Le stesse idee vennero riportate in un articolo, firmato dallo stesso Gheddafi, pubblicato sul The New York Times nel gennaio del 2009. Gheddafi affermava: «La storia di Israele e Palestina non è particolare per gli standard regionali: un paese abitato da popoli diversi, con il dominio che passa tra molte tribù, nazioni e gruppi etnici; un paese che ha resistito a molte guerre e ondate di popoli provenienti da più parti. Questo è il motivo per cui diventa così complicato quando i membri di uno dei due partiti rivendicano il diritto di affermare che quella è la “loro terra”. La base del moderno Stato di Israele è la persecuzione del popolo ebraico, il che è innegabile. Gli ebrei sono stati tenuti prigionieri, massacrati, svantaggiati in ogni modo possibile da egiziani, romani, inglesi, russi, babilonesi, dai cananei e, più recentemente, dai tedeschi sotto Hitler. Il popolo ebraico vuole e merita la propria patria. Ma anche i palestinesi hanno una storia di persecuzioni e vedono le città costiere di Haifa, Acri, Giaffa e altre come la terra dei loro antenati, tramandata di generazione in generazione, fino a poco tempo fa».

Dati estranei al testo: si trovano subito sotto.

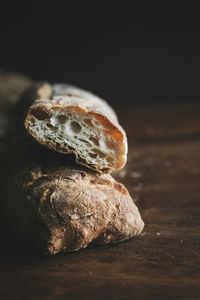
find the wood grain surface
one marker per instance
(163, 171)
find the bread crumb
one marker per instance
(122, 173)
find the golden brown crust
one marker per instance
(63, 209)
(110, 128)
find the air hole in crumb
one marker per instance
(75, 127)
(40, 114)
(62, 119)
(93, 155)
(99, 153)
(49, 125)
(86, 142)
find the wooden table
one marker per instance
(163, 172)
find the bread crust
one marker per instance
(56, 208)
(65, 209)
(76, 101)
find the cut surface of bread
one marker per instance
(63, 209)
(80, 123)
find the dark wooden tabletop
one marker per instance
(163, 172)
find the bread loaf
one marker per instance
(65, 209)
(58, 208)
(78, 122)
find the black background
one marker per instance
(133, 53)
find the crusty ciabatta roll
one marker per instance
(65, 209)
(76, 121)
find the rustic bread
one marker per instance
(65, 209)
(59, 208)
(76, 121)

Tuttavia, bisogna ricordare come i discorsi del leader libico nei confronti di Israele e, in generale, della questione palestinese non siano sempre stati cosi equidistanti e, per certi aspetti, romantici. Non è qui possibile ripercorrere la storia e gli eventi che caratterizzarono le relazioni tra i due paesi, ma si può dire che con Gheddafi la Libia fu tra i più accaniti nemici di Israele: ispirato da nazionalismo e panarabismo, l’ex leader considerò a lungo lo Stato ebraico come un impianto imperialista nel mondo arabo che doveva essere distrutto attraverso un’azione araba collettiva. Fino a qualche anno prima della pubblicazione di Isratine, Gheddafi aveva ancora opinioni molto dure sul tema. In diverse circostanze (qui un discorso del 1988) attaccò Israele per la sua politica aggressiva contro i paesi arabi, evidenziando come i palestinesi fossero in prima linea nel frenare tali sfide. Gheddafi si oppose agli accordi di pace di Camp David e condannò l’allora presidente egiziano Anwar al-Sadat per il suo approccio pacifista. Agli occhi di Gheddafi, infatti, la pace non sarebbe stata reale senza la piena libertà e giustizia per il popolo palestinese. Anche rispetto agli accordi di Oslo la sua posizione fu in aperto contrasto: il conflitto poteva essere risolto solo con il ritorno di tutti i profughi ed esiliati in Palestina e con la creazione di uno Stato democratico di ebrei e palestinesi, sotto la supervisione delle Nazioni Unite. Ancora, durante le rivolte che caratterizzarono la regione nel 2011, Gheddafi etichettò come codardi tutti gli Stati arabi che avevano relazioni con Israele.
In concomitanza con la sospensione delle sanzioni, di un avvicinamento agli Stati Uniti e di un’apertura al dialogo con Israele, la causa palestinese assunse un ruolo minore nella lista delle priorità della politica gheddafiana. Ciò nonostante la posizione di Gheddafi rimase sempre in aperto contrasto all’idea della presenza di uno Stato ebraico nella regione, così come alla soluzione dei due Stati.